- May 17, 1958 Graves with his Golden Rooster
- Born: August 24, 1912 Boise, Idaho, U.S.
- Died: January 12, 1990 (aged 77) Carson City, Nevada, U.S.
- Occupations: Casino owner and businessman
- Years active: 1947–1960
- Known for: Sparks Nugget

= Dick Graves =

American businessperson (1912–1990)

Richard L. Graves (August 24, 1912 – January 12, 1990) was an American businessman from Boise, Idaho. He was known for his ethical dealings and as a casino pioneer, promoting the use of slot machines as well as being involved in advertising. He died in Carson City, Nevada on January 12, 1990.

== Career ==
Graves started his casino management career in Idaho. While he was working for The Idaho Statesman newspaper writing for their education section, the editor found out that he was installing slot machines at a hotel. Though the editor wanted to keep Graves, he told Graves he would have to give up one of the jobs and Graves chose to keep installing slot machines. Within six years of starting, he ran up to ten slot clubs in the state until December 1953 when the Idaho Supreme Court ruled that slot machines were to be banned in Idaho and Graves' permits were invalid. Graves reacted by selling all of his premises in Idaho and moving to Nevada where he opened three clubs called "The Nugget" in Yerington, Carson City, and Reno within four months. Graves brought the majority of his employees from Idaho with him.

Working with his food manager John Ascuaga, he opened Dick Graves' Nugget in Sparks in 1955. The casino was promoted with quality food at low prices. Graves would also use unique promotion styles such as paying a man to sit on the top of a 60-foot pole for seven months and drawing lots to give away random prizes such as groceries or silver dollars.

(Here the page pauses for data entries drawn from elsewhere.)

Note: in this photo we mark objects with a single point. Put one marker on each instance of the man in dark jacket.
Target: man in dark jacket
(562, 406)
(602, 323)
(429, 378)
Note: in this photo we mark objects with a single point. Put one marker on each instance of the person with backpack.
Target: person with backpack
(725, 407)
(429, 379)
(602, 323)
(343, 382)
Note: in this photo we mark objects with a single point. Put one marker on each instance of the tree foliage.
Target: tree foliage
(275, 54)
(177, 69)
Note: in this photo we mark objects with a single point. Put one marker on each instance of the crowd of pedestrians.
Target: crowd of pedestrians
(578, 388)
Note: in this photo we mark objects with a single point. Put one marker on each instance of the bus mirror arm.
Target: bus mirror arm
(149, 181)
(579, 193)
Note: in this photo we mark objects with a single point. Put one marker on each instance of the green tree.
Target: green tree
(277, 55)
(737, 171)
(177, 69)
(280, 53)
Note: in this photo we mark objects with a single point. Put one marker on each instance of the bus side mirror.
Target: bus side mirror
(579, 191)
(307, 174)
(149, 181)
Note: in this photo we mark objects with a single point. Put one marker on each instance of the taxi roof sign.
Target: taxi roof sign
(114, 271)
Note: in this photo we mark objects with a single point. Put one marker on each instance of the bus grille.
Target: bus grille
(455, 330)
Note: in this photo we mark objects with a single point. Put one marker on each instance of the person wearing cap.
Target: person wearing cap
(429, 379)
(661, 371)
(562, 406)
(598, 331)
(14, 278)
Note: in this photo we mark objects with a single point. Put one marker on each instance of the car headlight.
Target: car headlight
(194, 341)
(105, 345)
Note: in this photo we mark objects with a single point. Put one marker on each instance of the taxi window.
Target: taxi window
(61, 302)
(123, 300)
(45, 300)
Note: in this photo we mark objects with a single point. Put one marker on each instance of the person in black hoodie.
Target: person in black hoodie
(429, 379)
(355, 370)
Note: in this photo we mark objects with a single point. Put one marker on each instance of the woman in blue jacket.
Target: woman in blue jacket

Graves came up with the idea of creating a solid gold rooster to be used as advertising for a restaurant in the new casino, The Golden Rooster Room, which featured a "signature dish" of fried chicken. Due to the amount of gold used within it, as private ownership of large quantities of gold was illegal in the United States at the time, United States Marshals seized the rooster statue and started civil forfeiture proceedings against it. Prior to the subsequent court case of United States v. One Solid Gold Object in Form of a Rooster, Graves promoted the controversy by placing a bronze replica of the gold statue in a prison uniform while the original was being held in federal custody. At the trial, Graves argued it was legally art and called art experts to testify to the artistic merits of the statue, one of whom characterized the statue as "exquisite". While the government admitted it was art, they argued it was "primarily an instrument of commerce". Graves won the trial and the rooster remained on display at the Sparks Nugget until 2013.

In 1957, he set up an employee pension and profit sharing plan whereby his employees would get 10% back on a 2% investment. Graves was credited with revitalizing Sparks as a restaurant hotspot.

In 1960, Graves retired from managing the Nugget. He had previously sold his other Nuggets and sold the Sparks Nugget to Ascuaga for $3.75 million in an unwritten gentleman's agreement where Graves said "Pay me when you can John". When asked by his daughter why he sold it to Ascuaga rather than a Las Vegas company, he answered because he felt he owed a debt of loyalty to his employees who had supported him and he feared that they would have been fired had he sold it to a non-employee. He also justified the sale by saying: "I just didn't want to be the richest man in the cemetery".

== Personal life ==
Graves was a Roman Catholic. He often gave to charities and hospitals but did so anonymously. He became known for his ethical style of business. When he first moved to Sparks, he promised local motel owners that he would not open a competing motel. When he died on January 12, 1990, his funeral was held at St Teresa's Catholic Church in Carson City.